As a research scholar, working on food sovereignty in the tribal Kondhs society, I met young men who seasonally migrate down south for work. Kondhs are a strongly communitarian tribal group in Odisha. A young man, Kishore (name changed) told me, "Here, in the village, we get all our basic requirements. We earn more cash when we work in other regions, but there, we are just treated like dogs". Kishore was not alluding to economic problems alone but to the social grating. The callousness, as he puts it, of the 'people in big buildings', if a maid or a worker asks for some help when in need is disheartening. They rasp for excuses and rarely help. Kishore permanently settled in his village a few years back. He has taken up agriculture and is happy to be away from the 'city people'.
Unlike Kishore (and other Kondhs tribes), most migrant workers are not lucky. What millennial call a 'back up' plan doesn't fall into the lap of landless, migrant wage earners. There is no concession for a slight delay in work, falling sick or at any smallest of failings. Often, migrant labourers face bullying, racism and are mould into stereotypes in our minds. The north-east waiters or the Bihari labourers and others are bracketed into certain 'things'. Hackneyed labels in the guise of 'opinions' further widen the gulf between the poor and the privileged.
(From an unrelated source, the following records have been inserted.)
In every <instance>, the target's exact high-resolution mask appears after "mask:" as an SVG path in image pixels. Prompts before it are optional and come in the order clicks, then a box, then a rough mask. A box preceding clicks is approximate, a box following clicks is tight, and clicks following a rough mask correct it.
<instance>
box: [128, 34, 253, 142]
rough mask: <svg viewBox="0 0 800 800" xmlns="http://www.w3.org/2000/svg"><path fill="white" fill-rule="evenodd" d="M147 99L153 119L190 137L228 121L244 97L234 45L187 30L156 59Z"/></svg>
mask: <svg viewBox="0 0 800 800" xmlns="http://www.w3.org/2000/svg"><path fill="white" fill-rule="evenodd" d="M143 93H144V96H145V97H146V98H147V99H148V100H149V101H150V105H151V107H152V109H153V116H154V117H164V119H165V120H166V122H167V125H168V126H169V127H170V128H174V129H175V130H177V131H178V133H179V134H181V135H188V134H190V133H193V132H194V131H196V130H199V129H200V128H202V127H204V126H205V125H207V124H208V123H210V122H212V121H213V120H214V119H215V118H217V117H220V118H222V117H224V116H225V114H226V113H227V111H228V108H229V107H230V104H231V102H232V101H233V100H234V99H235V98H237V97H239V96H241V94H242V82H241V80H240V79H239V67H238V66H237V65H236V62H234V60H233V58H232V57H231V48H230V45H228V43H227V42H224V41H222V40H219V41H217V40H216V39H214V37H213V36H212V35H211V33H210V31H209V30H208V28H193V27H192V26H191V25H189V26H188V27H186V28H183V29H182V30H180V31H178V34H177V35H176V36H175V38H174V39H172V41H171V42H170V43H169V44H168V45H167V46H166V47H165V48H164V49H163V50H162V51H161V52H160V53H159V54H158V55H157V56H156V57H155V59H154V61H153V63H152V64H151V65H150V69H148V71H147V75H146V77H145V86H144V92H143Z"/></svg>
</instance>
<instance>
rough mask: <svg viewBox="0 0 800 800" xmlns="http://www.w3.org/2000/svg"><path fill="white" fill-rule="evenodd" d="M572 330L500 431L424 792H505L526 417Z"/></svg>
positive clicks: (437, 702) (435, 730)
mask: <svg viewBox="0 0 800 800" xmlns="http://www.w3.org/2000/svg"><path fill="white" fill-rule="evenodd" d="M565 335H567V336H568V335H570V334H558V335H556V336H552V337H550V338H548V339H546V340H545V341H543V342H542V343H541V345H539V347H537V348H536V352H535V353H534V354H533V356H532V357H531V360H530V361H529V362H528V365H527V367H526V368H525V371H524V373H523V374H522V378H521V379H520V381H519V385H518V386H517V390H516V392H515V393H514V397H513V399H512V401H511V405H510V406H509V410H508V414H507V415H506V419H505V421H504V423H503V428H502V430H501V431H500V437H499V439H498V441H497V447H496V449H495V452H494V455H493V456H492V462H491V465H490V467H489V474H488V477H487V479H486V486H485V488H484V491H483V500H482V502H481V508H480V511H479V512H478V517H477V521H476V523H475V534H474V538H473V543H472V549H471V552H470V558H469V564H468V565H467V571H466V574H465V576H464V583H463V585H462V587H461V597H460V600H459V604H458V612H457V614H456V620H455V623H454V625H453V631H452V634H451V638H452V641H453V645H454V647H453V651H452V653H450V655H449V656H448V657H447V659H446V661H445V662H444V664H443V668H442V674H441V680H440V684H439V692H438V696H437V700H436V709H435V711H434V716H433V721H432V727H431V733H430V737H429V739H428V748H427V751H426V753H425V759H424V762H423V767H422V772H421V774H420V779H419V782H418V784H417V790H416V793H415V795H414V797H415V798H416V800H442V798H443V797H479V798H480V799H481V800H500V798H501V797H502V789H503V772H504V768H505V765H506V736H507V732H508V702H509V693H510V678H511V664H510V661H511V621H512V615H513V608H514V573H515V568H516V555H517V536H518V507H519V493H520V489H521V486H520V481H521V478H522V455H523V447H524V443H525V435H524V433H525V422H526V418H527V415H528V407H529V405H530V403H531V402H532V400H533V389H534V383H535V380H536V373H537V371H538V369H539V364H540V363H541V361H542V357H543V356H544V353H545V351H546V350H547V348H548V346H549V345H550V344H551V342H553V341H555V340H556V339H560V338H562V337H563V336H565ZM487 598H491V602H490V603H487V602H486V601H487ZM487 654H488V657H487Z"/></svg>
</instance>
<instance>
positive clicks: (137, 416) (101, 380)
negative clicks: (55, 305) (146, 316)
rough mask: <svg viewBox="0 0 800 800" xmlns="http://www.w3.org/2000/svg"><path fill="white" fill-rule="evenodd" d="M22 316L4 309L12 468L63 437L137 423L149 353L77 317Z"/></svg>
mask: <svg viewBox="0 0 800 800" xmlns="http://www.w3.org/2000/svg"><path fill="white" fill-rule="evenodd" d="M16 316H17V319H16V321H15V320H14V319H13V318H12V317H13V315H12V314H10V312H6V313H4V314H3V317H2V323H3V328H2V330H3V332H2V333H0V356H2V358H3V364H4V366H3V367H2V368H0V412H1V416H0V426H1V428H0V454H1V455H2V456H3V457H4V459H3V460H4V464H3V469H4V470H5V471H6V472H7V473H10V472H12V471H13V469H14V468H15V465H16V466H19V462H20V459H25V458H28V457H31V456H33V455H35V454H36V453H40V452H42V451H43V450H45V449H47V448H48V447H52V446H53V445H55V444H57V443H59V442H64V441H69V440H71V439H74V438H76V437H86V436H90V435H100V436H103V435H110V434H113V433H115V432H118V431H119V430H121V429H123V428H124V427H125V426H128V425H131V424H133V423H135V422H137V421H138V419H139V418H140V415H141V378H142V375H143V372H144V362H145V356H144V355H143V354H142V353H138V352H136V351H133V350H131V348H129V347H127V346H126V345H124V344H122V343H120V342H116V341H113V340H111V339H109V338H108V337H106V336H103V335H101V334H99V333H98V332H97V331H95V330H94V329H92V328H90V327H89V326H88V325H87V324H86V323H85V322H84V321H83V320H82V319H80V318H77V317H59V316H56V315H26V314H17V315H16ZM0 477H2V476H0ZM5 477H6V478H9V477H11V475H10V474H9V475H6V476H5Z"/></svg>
The lockdown, as we know, is a temporary phase. It has highlighted the dismal condition of migrant labourers and poverty. However, the concern is equally about our flimsy mind. After the lockdown is passé, how many of us will treat migrants differently? Will the top ‘pie-eating' us realise the role migrant labourers play in our agriculture sector? Will there be songs or claps or 'a minute' dedicated to recognising their effort in bringing comforts to our feet? The problem is not just about being poor; the double whammy for the migrants is our indurated hearts. Today, our hearts may ache for their plight, but most of us will never allow them visibility in our minds. The 'othering' of those at the bottom is permanent, unlike any lockdown. Economic poverty may have 'expertise solutions', but profound change in our attitudes and introspection can elevate us above our pious platitudes. It can make us a little sensitive towards those whose labour is paramount to our existence.
(Abhinita Mohanty is a Research Scholar (Sociology), dept. of Humanities and Social Sciences, IIT Madras. Views expressed are personal.)